Law officer training on the use of deadly force, as well as administrative and criminal investigations into officer-involved shootings, typically rely on two U.S. Supreme Court cases: the 1985 Tennessee v. Garner case and the 1989 Graham v. Connor case. Together, the rulings require officers to act in an "objectively reasonable manner to defend" themselves, fellow officers and the public when presented with a threat that, in that moment and not in hindsight, "a reasonable person would consider likely to cause death or serious bodily harm."
Officers have been exonerated for shooting and killing not only to neutralize threats but to prevent people who commit felonies from escaping.
Why did Jayland Walker apparently fire a shot?
It is entirely unclear.
Did Walker think police might back off if they heard gunfire? Was he clearing the chamber of his gun after removing the magazine? Police said they later found a magazine separated from a handgun in Walker’s car. Was it an accidental discharge?
There are myriad possibilities, and we may never know an answer.

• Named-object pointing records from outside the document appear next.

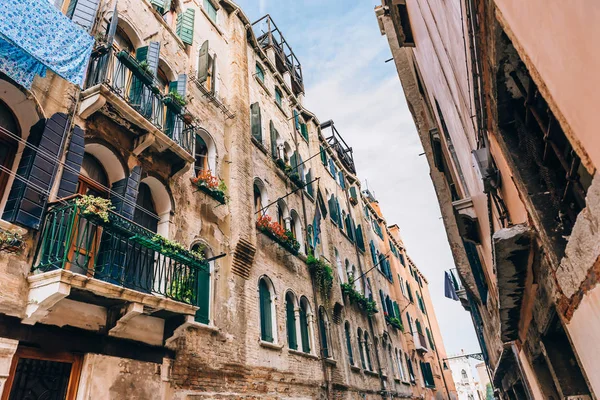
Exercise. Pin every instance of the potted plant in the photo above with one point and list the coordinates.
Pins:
(175, 102)
(211, 185)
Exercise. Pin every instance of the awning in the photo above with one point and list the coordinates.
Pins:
(35, 36)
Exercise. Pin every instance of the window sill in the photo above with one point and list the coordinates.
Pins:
(303, 354)
(281, 109)
(213, 23)
(262, 84)
(260, 146)
(269, 345)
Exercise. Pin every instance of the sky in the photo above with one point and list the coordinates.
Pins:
(346, 79)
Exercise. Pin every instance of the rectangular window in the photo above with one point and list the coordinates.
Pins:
(211, 10)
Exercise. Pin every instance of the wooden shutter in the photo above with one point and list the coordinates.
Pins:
(304, 330)
(203, 296)
(203, 62)
(152, 56)
(291, 324)
(125, 192)
(26, 203)
(73, 160)
(185, 26)
(112, 27)
(323, 329)
(182, 85)
(273, 140)
(83, 13)
(255, 122)
(349, 345)
(266, 323)
(373, 254)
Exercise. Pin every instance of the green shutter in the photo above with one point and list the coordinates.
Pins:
(203, 62)
(304, 330)
(273, 140)
(202, 315)
(291, 325)
(185, 26)
(323, 329)
(266, 325)
(255, 122)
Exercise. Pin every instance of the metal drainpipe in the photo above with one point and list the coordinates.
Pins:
(364, 279)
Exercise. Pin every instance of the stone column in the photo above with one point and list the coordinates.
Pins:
(8, 347)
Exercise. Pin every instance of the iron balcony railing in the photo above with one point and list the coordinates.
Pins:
(128, 79)
(119, 251)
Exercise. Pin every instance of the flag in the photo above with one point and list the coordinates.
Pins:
(449, 290)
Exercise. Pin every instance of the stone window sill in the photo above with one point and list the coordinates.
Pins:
(269, 345)
(303, 354)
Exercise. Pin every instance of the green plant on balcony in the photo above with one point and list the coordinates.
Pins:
(355, 297)
(323, 274)
(211, 185)
(395, 322)
(278, 233)
(94, 207)
(141, 70)
(11, 242)
(175, 101)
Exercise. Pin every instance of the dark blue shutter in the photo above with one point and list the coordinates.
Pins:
(27, 201)
(83, 13)
(70, 176)
(124, 193)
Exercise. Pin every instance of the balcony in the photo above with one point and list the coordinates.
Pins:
(110, 276)
(121, 81)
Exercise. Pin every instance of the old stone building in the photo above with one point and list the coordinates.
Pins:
(177, 225)
(502, 93)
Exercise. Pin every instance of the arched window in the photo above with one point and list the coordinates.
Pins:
(349, 342)
(305, 323)
(9, 126)
(203, 315)
(324, 329)
(368, 351)
(359, 337)
(290, 314)
(267, 311)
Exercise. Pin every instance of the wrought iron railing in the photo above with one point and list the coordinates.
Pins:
(128, 79)
(119, 251)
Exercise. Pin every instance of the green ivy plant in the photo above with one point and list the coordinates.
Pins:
(323, 274)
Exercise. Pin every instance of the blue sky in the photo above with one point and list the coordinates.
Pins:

But Walker appears to have been within his rights to have the gun in his car under a recent change in Ohio law, though discharging a firearm in public is still unlawful.

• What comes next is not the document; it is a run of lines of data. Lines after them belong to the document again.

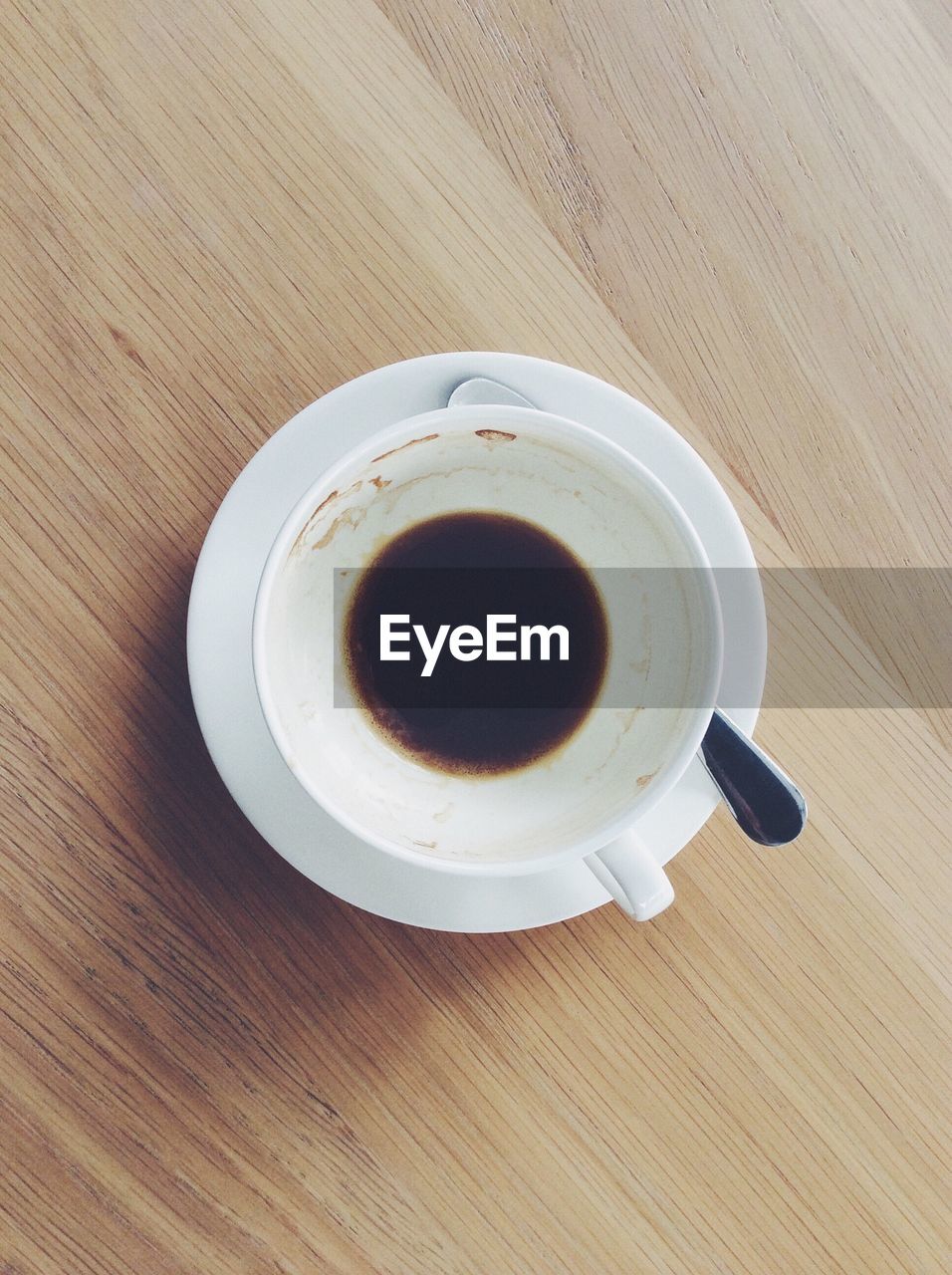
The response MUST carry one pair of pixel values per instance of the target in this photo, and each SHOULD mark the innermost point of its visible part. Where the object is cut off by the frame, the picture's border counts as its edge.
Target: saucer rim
(420, 908)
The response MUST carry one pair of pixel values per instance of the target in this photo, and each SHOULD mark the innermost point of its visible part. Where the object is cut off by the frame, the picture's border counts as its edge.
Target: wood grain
(210, 214)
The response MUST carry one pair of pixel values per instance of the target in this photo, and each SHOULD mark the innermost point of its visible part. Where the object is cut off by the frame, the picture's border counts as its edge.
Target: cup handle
(632, 877)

Beginning June 13, Ohioans 21 and older can legally carry a concealed handgun without a permit, including inside a vehicle.
"We know the car is intact and has no bullet holes," DiCello said Sunday. "And so we're interested to find out how this gunshot could have possibly been directed at an officer as you're driving a vehicle — if there was a gunshot, and we don't know that either.
"We're very concerned about those allegations," the family's attorney said.
Who are the Akron police officers who shot Jayland Walker?
We don’t know their names, and it’s likely the public won’t find out anytime soon based on the city’s handling of other fatal police shootings.
On Sunday, the city released a nameless list of the eight officers who fired their weapons at Walker. Seven were men, seven were white and none was involved in any previous substantiated complaint or fatal shooting.
The most senior officer had six years of service, followed by one with four years, the list showed. Five of the others had 2.5 years of service, and the only woman involved was the newest member of the force there, with 1.5 years of service.
No other information was provided by the city.
The Akron Beacon Journal for months pushed the city to release the names of four other officers involved in two other unrelated fatal shootings since Dec. 23.
After the newspaper brought in legal counsel, the city did provide the personnel files of the officers involved in those shootings, but it redacted the officers’ names, claiming the release could threaten the officers’ safety.